Personal information
- Born: New Zealand

Refereeing information
| Years | Competition |  |  |  |  | Apps |
| 1990–1995 | World Cup |  |  |  |  | 5 |
| 1990–1995 | Other Internationals |  |  |  |  | 8 |
| 1992 | World Club Challenge |  |  |  |  | 1 |
- Source: RLP

= Dennis Hale (rugby league) =

New Zealand rugby league footballer and referee

Dennis Hale is a New Zealand former international rugby league referee.

==Early years==
Hale began his involvement with rugby league as a player with the North Shore club. He would go on to be involved in coaching and administration with the club, before becoming a referee in 1976.

==Refereeing career==
Hale made his senior referee debut in 1981, five years after taking up the whistle. Besides refereeing in the Auckland Rugby League and New Zealand Rugby League competitions, Hale also controlled PNG's Cambridge Cup final in 1990, several matches in the Championship and the 1992 World Club Challenge match.

Hale retired in 1997.

==International career==
Hale made his international test debut in 1989 controlling a match between Papua New Guinea and Great Britain in Papua New Guinea. Great Britain felt hard done by Hale's refereeing in Papua New Guinea and in the 1992 Ashes series against Australia.

Hale would go on to referee eleven consecutive test matches. This would include six between October 1991 and October 1992 and five in the 1992 calendar year, both world records. Arguably the biggest game Hale refereed internationally was when he was chosen to referee the 1992 Rugby League World Cup final at London's famous Wembley Stadium between Great Britain and eventual winners Australia with the game played in front of a then international rugby league record attendance of 73,631. Previously he had been one of the touch judges in the 1988 Rugby League World Cup final won by Australia over New Zealand in front of a New Zealand record rugby league attendance of 47,363 at Eden Park in Auckland.

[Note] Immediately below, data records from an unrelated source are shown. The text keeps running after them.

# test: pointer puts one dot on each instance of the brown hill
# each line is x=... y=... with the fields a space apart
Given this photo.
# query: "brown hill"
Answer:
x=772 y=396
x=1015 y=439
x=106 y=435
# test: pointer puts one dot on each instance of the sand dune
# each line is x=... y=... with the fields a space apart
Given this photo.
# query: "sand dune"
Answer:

When he controlled the first test of the 1995 Trans-Tasman Test series at Lang Park in Brisbane, Australia between Australia and New Zealand, he became the first New Zealand referee to control an overseas test match involving New Zealand. His last international test was following the 1995 World Cup when he refereed the Final of the Emerging Nations Tournament between Ireland and the Cook Islands. Hale finished with thirteen test matches, the second most by a New Zealander after John Percival.

==Personal life==
Hale, a Devonport businessman, is married to Dianne, who is a former Deputy Mayor of the North Shore City Council and currently sits on the Devonport - Takapuna Local Board.